Joe Chuang (City), Rank functions on triangulated categories

A rank function is a nonnegative real-valued, additive, translation-invariant function on the objects of a triangulated category satisfying the triangle inequality on distinguished triangles. One way to obtain a rank function is as the mass of a Bridgeland stability condition, but rank functions may exist in the absence of t-structures, for example on stable categories. Rank functions on the perfect derived category of a ring are related to Sylvester rank functions on finitely presented modules, and therefore, via the work of Cohn and Schofield, to representations of the ring over skew fields. This is joint work with Andrey Lazarev.
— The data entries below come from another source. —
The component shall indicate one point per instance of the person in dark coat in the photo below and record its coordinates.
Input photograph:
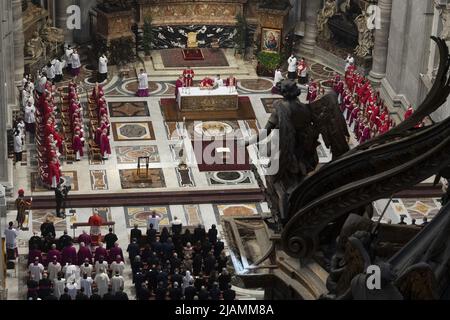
(160, 292)
(212, 234)
(65, 296)
(197, 264)
(175, 292)
(203, 294)
(214, 292)
(133, 249)
(64, 240)
(109, 295)
(151, 234)
(190, 291)
(95, 295)
(219, 246)
(81, 295)
(199, 233)
(210, 263)
(136, 233)
(187, 237)
(229, 294)
(110, 239)
(120, 295)
(48, 229)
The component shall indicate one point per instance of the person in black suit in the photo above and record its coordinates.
(120, 295)
(175, 292)
(108, 295)
(95, 295)
(190, 291)
(48, 228)
(136, 233)
(229, 294)
(65, 296)
(199, 234)
(110, 239)
(212, 234)
(81, 295)
(133, 249)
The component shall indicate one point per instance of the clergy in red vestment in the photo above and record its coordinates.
(54, 173)
(231, 83)
(95, 222)
(105, 146)
(188, 75)
(84, 253)
(312, 91)
(207, 83)
(409, 112)
(77, 145)
(178, 84)
(114, 252)
(100, 252)
(69, 255)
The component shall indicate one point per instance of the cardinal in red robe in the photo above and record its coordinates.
(188, 75)
(77, 146)
(105, 146)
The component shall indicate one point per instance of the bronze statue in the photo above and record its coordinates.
(298, 127)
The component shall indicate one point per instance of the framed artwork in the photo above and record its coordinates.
(270, 40)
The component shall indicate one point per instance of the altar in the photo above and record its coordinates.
(196, 99)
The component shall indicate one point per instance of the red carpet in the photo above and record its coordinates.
(208, 161)
(173, 58)
(193, 54)
(171, 113)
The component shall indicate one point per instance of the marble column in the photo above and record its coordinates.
(380, 49)
(308, 42)
(61, 16)
(7, 88)
(19, 41)
(85, 33)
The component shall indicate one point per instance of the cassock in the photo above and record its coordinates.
(105, 146)
(58, 287)
(100, 252)
(36, 270)
(86, 284)
(83, 254)
(53, 270)
(102, 282)
(178, 84)
(143, 85)
(69, 254)
(77, 146)
(188, 75)
(86, 268)
(117, 282)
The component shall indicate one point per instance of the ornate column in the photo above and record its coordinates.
(19, 41)
(380, 49)
(85, 34)
(308, 42)
(61, 16)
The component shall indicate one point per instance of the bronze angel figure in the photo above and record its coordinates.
(298, 127)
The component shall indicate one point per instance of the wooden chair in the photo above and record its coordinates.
(192, 40)
(69, 153)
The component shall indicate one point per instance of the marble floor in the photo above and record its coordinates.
(140, 130)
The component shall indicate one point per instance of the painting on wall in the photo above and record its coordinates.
(271, 40)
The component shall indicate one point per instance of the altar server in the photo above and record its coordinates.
(188, 75)
(143, 84)
(102, 68)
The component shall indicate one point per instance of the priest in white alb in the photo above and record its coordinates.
(143, 84)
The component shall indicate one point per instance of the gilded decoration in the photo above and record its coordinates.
(209, 103)
(197, 13)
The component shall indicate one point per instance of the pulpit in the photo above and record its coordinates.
(192, 40)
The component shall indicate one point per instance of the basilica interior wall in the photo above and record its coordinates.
(408, 52)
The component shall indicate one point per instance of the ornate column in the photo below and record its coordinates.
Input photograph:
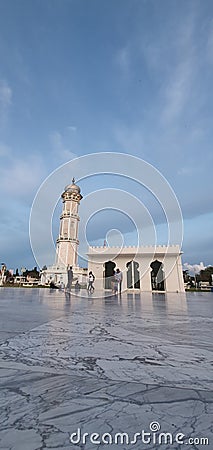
(67, 242)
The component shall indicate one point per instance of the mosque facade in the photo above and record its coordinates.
(147, 268)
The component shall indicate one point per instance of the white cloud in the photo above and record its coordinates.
(194, 268)
(4, 150)
(177, 91)
(123, 60)
(59, 150)
(22, 177)
(72, 128)
(5, 100)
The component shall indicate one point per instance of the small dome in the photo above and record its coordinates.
(73, 187)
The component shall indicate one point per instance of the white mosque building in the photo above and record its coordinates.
(146, 269)
(67, 242)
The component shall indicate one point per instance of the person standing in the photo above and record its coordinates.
(119, 278)
(69, 278)
(91, 280)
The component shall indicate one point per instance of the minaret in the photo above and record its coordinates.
(67, 242)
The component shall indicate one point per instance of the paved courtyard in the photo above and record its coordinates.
(133, 364)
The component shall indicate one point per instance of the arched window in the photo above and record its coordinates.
(133, 275)
(157, 276)
(109, 268)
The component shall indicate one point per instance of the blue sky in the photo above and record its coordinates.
(78, 77)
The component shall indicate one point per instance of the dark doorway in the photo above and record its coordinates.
(109, 268)
(157, 276)
(133, 275)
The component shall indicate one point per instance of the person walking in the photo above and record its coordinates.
(91, 279)
(69, 278)
(119, 278)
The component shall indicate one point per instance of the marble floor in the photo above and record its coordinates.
(133, 364)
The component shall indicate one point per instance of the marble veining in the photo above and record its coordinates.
(108, 366)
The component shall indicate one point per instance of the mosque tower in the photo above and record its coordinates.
(67, 242)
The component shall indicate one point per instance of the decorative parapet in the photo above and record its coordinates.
(158, 249)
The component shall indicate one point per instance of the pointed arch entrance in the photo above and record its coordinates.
(133, 275)
(157, 276)
(109, 268)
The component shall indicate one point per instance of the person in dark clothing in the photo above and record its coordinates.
(69, 278)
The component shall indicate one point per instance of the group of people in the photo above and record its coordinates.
(116, 281)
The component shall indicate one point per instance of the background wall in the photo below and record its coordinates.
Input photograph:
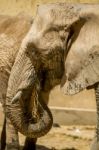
(85, 99)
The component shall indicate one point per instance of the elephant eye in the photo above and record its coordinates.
(30, 49)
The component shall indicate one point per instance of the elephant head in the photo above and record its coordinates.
(71, 29)
(50, 55)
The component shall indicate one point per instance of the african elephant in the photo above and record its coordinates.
(25, 82)
(71, 29)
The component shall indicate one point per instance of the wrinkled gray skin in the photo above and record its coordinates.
(25, 82)
(75, 29)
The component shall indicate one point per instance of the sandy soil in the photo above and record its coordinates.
(66, 138)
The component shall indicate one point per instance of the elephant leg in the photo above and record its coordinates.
(30, 144)
(12, 140)
(3, 135)
(95, 143)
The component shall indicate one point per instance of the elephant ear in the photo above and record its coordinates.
(82, 61)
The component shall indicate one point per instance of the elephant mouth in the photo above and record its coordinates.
(33, 121)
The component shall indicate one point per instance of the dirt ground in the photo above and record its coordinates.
(66, 138)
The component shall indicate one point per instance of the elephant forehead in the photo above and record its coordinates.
(60, 14)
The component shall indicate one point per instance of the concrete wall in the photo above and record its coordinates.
(85, 99)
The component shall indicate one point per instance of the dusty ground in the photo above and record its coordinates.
(66, 138)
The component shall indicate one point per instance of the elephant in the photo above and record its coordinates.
(26, 81)
(71, 29)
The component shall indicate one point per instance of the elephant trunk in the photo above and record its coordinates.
(24, 89)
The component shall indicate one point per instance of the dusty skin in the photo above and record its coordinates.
(66, 138)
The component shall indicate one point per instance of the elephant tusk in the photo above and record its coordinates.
(17, 97)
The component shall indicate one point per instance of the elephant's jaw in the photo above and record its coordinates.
(25, 122)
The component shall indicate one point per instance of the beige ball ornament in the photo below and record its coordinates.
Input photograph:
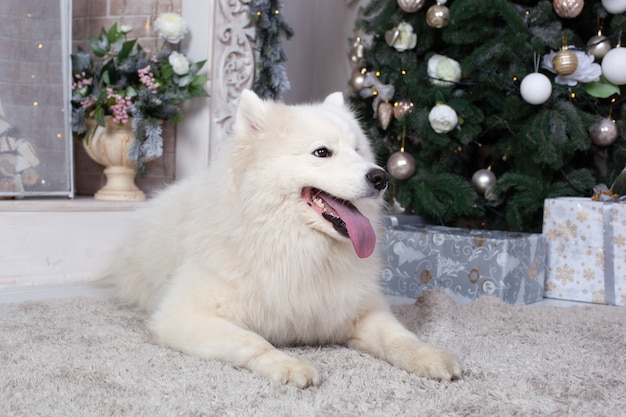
(437, 15)
(401, 165)
(598, 45)
(565, 62)
(568, 9)
(614, 66)
(536, 88)
(604, 132)
(614, 6)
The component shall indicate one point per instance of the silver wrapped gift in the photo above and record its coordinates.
(465, 263)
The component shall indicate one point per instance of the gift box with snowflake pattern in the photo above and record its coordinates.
(586, 259)
(465, 263)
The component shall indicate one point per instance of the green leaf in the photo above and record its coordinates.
(81, 62)
(131, 92)
(105, 78)
(602, 88)
(127, 48)
(100, 46)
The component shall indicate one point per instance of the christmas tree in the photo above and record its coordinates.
(481, 109)
(271, 76)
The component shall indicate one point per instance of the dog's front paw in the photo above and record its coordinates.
(287, 370)
(431, 362)
(298, 372)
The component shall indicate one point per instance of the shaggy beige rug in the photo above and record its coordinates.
(93, 357)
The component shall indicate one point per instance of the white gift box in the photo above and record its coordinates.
(586, 250)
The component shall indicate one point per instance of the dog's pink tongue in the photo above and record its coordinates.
(359, 228)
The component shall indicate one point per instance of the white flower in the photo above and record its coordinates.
(407, 39)
(171, 27)
(125, 29)
(443, 71)
(179, 63)
(586, 71)
(442, 118)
Ilaria Castellano (Udine), Finiteness properties for totally disconnected locally compact groups

A locally compact group G is said to be totally disconnected if the connected component of the identity 1G is a singleton. With the solution of Hilbert’s fifth problem, the contemporary structure problem on locally compact groups concerns the class of totally disconnected locally compact (= TDLC) groups. Therefore, interest in TDLC-groups is currently very high.

The aim of this talk is to introduce and discuss the properties of being of type FPn (resp. Fn) in the context of TDLC-groups by analogy with the discrete case. Moreover, we show that the type FPn (resp. Fn) is a quasi-isometric invariant of the TDLC-group. This talk is based on joint work with G. Corob Cook.

Greg Stevenson (Glasgow), Stabilising triangulated categories

Around 19 years ago Beligiannis published a striking result providing a novel method for constructing new triangulated categories from those we know: one takes a Frobenius classes of triangles, which is the analogue of the exact sequences in a Frobenius category, and takes a corresponding additive quotient. Little seems to have been done with this construction. I will discuss joint work with Paul Balmer aimed at polishing this hidden gem and exposing its beauty.

After explaining the construction, I will indicate how easily one can come by Frobenius classes of triangles: we prove they are abundant in representation theory, geometry, and topology. I will also discuss several aspects of the construction, for instance that it preserves the property of being algebraic, and gives some analogue of rational maps between triangulated categories.